The male client asks the nurse, 'Should I designate my wife as durable power of attorney for health care?' Which statement would be the nurse's best response?
- A. Yes, she should be because she is your next of kin.
- B. Most people don't allow their spouse to do this.
- C. Will your wife be able to support your wishes?

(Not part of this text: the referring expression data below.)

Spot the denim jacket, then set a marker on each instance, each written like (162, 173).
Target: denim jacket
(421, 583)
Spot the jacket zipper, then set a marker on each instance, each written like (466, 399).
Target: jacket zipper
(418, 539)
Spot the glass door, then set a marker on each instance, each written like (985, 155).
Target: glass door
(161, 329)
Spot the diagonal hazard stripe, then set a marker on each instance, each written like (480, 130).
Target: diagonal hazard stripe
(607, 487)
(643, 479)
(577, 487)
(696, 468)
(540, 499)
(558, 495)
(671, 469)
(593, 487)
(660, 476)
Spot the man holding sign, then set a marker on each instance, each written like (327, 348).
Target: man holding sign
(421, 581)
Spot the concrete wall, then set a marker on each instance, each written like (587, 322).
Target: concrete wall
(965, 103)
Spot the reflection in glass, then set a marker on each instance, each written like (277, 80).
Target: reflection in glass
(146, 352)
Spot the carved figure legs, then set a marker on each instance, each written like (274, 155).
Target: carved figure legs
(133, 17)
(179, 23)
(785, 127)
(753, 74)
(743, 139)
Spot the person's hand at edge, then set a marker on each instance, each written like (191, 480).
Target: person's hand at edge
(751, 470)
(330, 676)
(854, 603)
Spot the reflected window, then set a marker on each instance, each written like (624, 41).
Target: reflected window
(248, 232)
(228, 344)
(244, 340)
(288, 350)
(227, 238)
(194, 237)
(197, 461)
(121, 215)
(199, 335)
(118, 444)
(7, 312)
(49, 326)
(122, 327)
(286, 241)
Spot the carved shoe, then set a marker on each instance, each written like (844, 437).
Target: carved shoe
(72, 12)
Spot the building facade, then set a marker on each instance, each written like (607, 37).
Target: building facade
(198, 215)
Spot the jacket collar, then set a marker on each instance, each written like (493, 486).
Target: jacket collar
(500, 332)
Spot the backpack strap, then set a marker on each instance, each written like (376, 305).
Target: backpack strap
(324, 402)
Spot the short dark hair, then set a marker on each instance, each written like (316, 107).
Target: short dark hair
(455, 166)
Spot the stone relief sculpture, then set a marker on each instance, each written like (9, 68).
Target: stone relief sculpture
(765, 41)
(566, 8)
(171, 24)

- D. Your children are probably the best ones for the job.
Correct Answer: C
Rationale: Choosing a proxy involves ensuring they’ll honor the client’s wishes, a key consideration. Kinship, rarity, or children are less relevant without this focus.
The client is three (3) hours post-heart transplantation. Which data would support a complication of this procedure?
- A. The client has nausea after taking the oral antirejection medication.
- B. The client has difficulty coming off the heart-lung bypass machine.
- C. The client has saturated three (3) ABD dressing pads in one (1) hour.
- D. The client complains of pain at a '6' on a 1-to-10 scale.
Correct Answer: C
Rationale: Excessive bleeding (saturated dressings) indicates a surgical complication, requiring urgent intervention. Nausea, bypass difficulty, or moderate pain are less immediate.